Hypermarcas SA · ‎09-28-2016

Hi all

I have the same issue here. We are investigating but looks like a FP. We will wait the next SRU to correct this FP.

Thx,

~Pablo

Binyam Demissie · ‎09-28-2016

Hi svillagrana,

In the last couple of days there has been a lot of reports of 1:40268:1 (Rev 1 ) firing on email signature jpg images and as a result the rule has been modified and is pending review. A new revision of the rule (Rev 2) will be available in future SRU updates.

That said, as Kevon advised you might want to investigate this internally to determine if this is FP or not. If this is firing on outgoing emails signature jpg images, chances are it could be FP. However, events on incoming emails should be further investigated internally to determine if its from a trusted source.

Please feel free to contact Firepower TAC for further queries.

Thanks,

~ Binyam

s.buskus · ‎09-28-2016

"However, events on incoming emails should be further investigated..."

All of mine are incoming.
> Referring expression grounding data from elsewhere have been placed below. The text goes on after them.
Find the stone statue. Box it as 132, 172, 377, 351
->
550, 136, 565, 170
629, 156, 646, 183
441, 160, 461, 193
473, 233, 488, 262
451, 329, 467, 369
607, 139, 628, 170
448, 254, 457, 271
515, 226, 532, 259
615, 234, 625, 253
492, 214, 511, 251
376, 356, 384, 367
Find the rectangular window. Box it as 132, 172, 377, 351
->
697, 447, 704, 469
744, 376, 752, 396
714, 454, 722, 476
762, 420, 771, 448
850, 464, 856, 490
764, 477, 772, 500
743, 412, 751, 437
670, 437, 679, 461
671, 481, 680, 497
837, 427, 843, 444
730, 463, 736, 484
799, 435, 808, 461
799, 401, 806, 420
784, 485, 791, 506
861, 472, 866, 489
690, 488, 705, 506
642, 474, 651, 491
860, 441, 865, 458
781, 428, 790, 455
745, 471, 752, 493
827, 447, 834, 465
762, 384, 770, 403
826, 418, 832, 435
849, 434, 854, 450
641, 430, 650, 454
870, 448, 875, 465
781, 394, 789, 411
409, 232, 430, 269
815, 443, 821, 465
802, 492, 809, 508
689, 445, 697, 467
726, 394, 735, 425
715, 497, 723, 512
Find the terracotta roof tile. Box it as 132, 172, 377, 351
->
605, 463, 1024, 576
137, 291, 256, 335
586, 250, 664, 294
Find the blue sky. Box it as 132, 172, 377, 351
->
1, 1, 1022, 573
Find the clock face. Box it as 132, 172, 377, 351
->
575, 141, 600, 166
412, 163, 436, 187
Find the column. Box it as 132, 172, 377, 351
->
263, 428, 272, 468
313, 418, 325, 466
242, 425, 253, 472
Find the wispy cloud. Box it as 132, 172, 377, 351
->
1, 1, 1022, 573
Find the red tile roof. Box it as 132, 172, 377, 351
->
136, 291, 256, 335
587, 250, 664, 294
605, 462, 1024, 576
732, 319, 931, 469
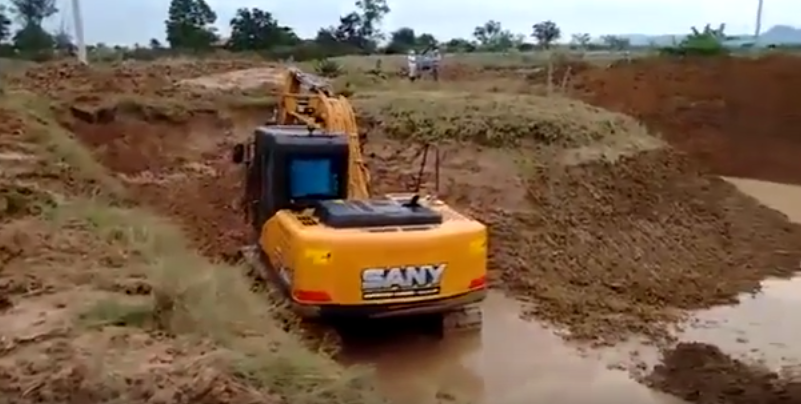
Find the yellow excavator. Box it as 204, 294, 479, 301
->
231, 67, 487, 335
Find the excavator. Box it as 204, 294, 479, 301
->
230, 67, 487, 335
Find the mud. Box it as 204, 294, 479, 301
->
9, 58, 801, 403
0, 90, 278, 403
59, 68, 801, 348
340, 292, 685, 404
642, 178, 801, 404
574, 55, 801, 185
646, 342, 801, 404
369, 138, 801, 345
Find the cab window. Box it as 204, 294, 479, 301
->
287, 157, 340, 199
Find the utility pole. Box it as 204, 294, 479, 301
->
70, 0, 87, 64
754, 0, 764, 43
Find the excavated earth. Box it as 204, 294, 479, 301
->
574, 54, 801, 185
571, 55, 801, 404
4, 57, 801, 404
646, 342, 801, 404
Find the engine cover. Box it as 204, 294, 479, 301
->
314, 198, 443, 229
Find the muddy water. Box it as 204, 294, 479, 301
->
340, 293, 683, 404
676, 178, 801, 370
340, 178, 801, 403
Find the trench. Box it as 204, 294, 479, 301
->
65, 104, 801, 403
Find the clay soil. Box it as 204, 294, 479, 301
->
5, 55, 801, 404
574, 54, 801, 185
645, 342, 801, 404
356, 89, 801, 346
569, 54, 801, 403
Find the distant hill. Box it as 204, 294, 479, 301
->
608, 25, 801, 47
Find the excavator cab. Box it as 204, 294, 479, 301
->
233, 124, 446, 235
233, 125, 349, 234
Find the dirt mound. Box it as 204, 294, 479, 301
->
355, 90, 656, 150
645, 342, 801, 404
8, 59, 277, 104
574, 54, 801, 184
516, 149, 801, 343
366, 125, 801, 345
357, 90, 801, 344
178, 67, 287, 91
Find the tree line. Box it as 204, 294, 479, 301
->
0, 0, 641, 62
0, 0, 750, 62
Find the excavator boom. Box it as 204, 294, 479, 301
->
275, 67, 369, 199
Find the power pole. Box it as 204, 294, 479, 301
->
754, 0, 764, 43
70, 0, 87, 64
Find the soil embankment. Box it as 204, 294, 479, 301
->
574, 55, 801, 185
9, 57, 801, 403
571, 54, 801, 404
357, 90, 801, 345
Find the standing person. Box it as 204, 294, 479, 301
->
407, 49, 418, 82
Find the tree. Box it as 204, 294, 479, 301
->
473, 20, 514, 51
417, 33, 438, 51
53, 27, 73, 52
443, 38, 475, 53
386, 27, 416, 53
227, 7, 299, 51
10, 0, 56, 24
385, 28, 439, 54
10, 0, 57, 53
531, 20, 561, 49
165, 0, 218, 50
570, 33, 590, 49
0, 5, 11, 42
600, 35, 630, 50
354, 0, 389, 44
149, 38, 163, 49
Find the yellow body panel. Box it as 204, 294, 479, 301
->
254, 69, 488, 317
259, 196, 487, 308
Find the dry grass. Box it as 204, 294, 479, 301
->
67, 199, 385, 404
330, 50, 632, 71
0, 92, 390, 404
354, 89, 657, 152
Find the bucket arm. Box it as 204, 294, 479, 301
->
274, 67, 370, 200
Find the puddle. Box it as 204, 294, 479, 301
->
680, 276, 801, 369
338, 177, 801, 403
674, 177, 801, 370
339, 293, 683, 403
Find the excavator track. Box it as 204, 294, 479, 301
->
441, 303, 483, 336
240, 245, 269, 281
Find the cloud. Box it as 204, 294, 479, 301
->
48, 0, 797, 45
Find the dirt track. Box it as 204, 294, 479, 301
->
4, 55, 801, 403
575, 55, 801, 185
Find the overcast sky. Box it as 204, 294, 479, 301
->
47, 0, 795, 45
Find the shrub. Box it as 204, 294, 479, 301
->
314, 58, 343, 78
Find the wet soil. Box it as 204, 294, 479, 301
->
574, 55, 801, 185
647, 342, 801, 404
370, 141, 801, 345
12, 60, 801, 403
645, 178, 801, 404
340, 292, 685, 404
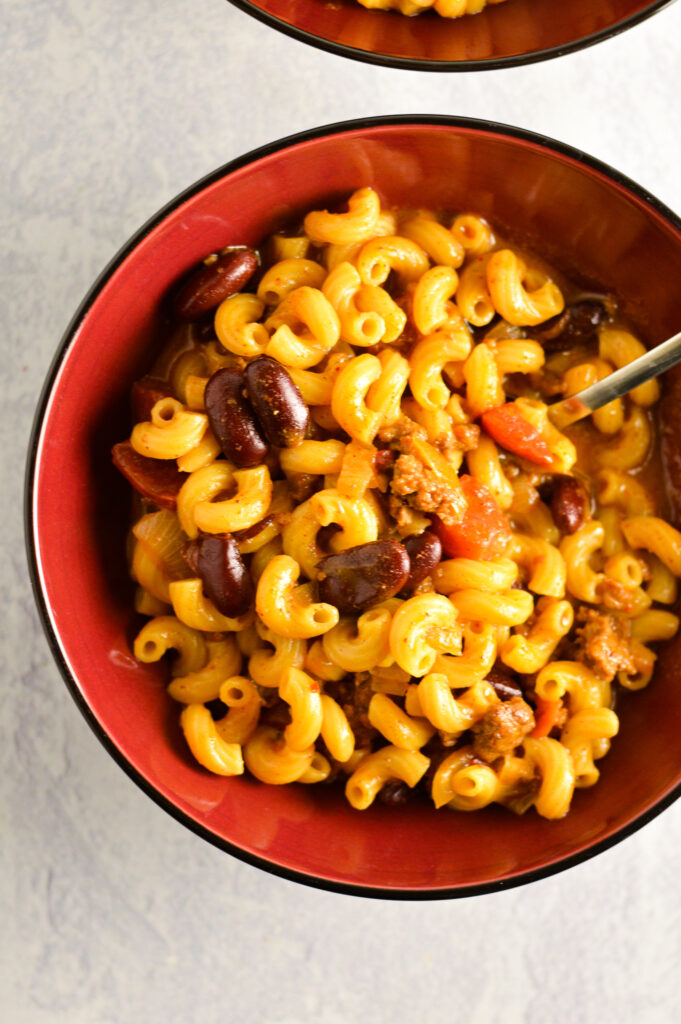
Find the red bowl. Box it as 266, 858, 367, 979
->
27, 116, 681, 898
225, 0, 676, 70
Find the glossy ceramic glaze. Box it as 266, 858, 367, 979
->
225, 0, 675, 70
27, 117, 681, 897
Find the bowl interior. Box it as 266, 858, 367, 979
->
30, 120, 681, 895
228, 0, 671, 68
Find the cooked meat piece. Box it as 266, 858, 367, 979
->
450, 423, 481, 452
259, 700, 292, 732
391, 453, 462, 525
575, 609, 636, 681
430, 427, 462, 457
392, 452, 430, 495
388, 494, 428, 534
325, 674, 376, 749
379, 416, 478, 458
472, 696, 536, 762
600, 579, 640, 614
378, 416, 427, 447
502, 776, 542, 816
374, 448, 397, 473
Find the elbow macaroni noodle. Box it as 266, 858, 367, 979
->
116, 187, 681, 821
355, 1, 510, 23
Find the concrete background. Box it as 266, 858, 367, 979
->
3, 1, 681, 1020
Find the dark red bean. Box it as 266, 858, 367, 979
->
317, 540, 410, 614
172, 248, 258, 321
181, 539, 200, 576
402, 531, 442, 593
194, 314, 218, 344
232, 515, 274, 545
564, 299, 610, 342
182, 534, 253, 618
132, 377, 174, 423
526, 308, 569, 344
529, 299, 609, 351
111, 441, 188, 509
304, 417, 325, 441
285, 473, 320, 503
204, 367, 268, 467
549, 474, 589, 534
378, 782, 413, 806
486, 668, 524, 702
244, 356, 309, 448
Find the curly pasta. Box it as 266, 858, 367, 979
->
114, 186, 680, 821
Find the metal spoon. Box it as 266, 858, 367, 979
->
548, 329, 681, 430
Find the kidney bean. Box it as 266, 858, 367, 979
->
529, 298, 609, 351
232, 515, 274, 545
304, 417, 325, 442
181, 538, 201, 576
172, 248, 258, 321
132, 377, 174, 423
402, 531, 442, 593
526, 308, 569, 345
204, 367, 268, 467
244, 357, 310, 448
486, 667, 524, 702
195, 314, 218, 344
549, 474, 589, 534
564, 299, 609, 341
182, 533, 253, 618
111, 441, 188, 509
378, 782, 413, 806
317, 540, 410, 614
286, 472, 320, 503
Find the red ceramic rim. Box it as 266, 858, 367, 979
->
26, 115, 681, 899
223, 0, 677, 72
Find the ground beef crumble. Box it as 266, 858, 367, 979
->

The rule is written to trigger on incoming SMTP.

My question is, if the rule is creating false positives, will it also create a true positive for a malicious attacks? If the rule will not trigger a true positive than I will disable the rule.

Jacques Brouwers · ‎09-28-2016

We have the same trouble and also just opened a case. Hopefully they already have the new SRU update if ours is determined to be a false-positive.